The Scared Crows is a 1939 Fleischer Studios animated short film starring Betty Boop.

==Plot==
Betty Boop tries some spring planting, but the crows spoil everything so she makes herself a scarecrow and shoos off the birds but during the process a crow is injured, as it hits a tree. Betty picks the crow up and puts him into a basket. She asks Pudgy to take care of him. But soon Pudgy grows sleepy and goes off to sleep. When the crow is left unguarded it became conscious and calls the rest of his herd in to a house for a "party" as soon as Pudgy is woken up by one of the crows (who threw an eaten apple). Everything is in a mess. The crows try to make fun of Pudgy and try many ways to get him out.
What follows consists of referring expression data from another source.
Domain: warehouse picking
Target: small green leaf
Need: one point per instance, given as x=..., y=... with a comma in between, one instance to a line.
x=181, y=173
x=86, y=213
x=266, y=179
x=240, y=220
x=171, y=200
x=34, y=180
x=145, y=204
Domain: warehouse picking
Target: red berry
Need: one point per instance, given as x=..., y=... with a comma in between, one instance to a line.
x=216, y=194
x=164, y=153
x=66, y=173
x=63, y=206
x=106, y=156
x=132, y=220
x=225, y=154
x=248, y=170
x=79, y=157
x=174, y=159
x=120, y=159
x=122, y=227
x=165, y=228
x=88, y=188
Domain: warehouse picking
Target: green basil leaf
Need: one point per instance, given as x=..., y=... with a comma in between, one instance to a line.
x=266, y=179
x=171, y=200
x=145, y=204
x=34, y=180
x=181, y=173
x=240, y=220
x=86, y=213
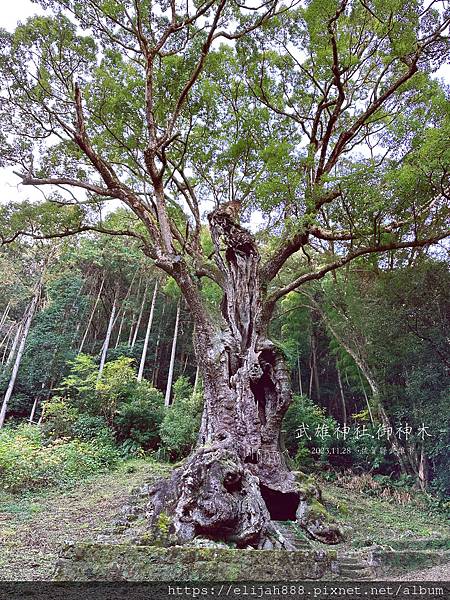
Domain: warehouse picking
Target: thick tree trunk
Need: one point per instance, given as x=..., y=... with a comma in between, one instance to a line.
x=237, y=483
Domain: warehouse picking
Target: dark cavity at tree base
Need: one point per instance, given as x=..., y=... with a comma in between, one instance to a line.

In the end, they take a blanket, wrap it around pudgy and throw him out of the house via the door. Pudgy warns Betty about the crows in the house. The crows then us eggs and berries as ammunition. As she is running away from the crows, Betty trips against the scarecrow that she made earlier and gets an idea. She dressed up as the scarecrow herself and scare them off eventually.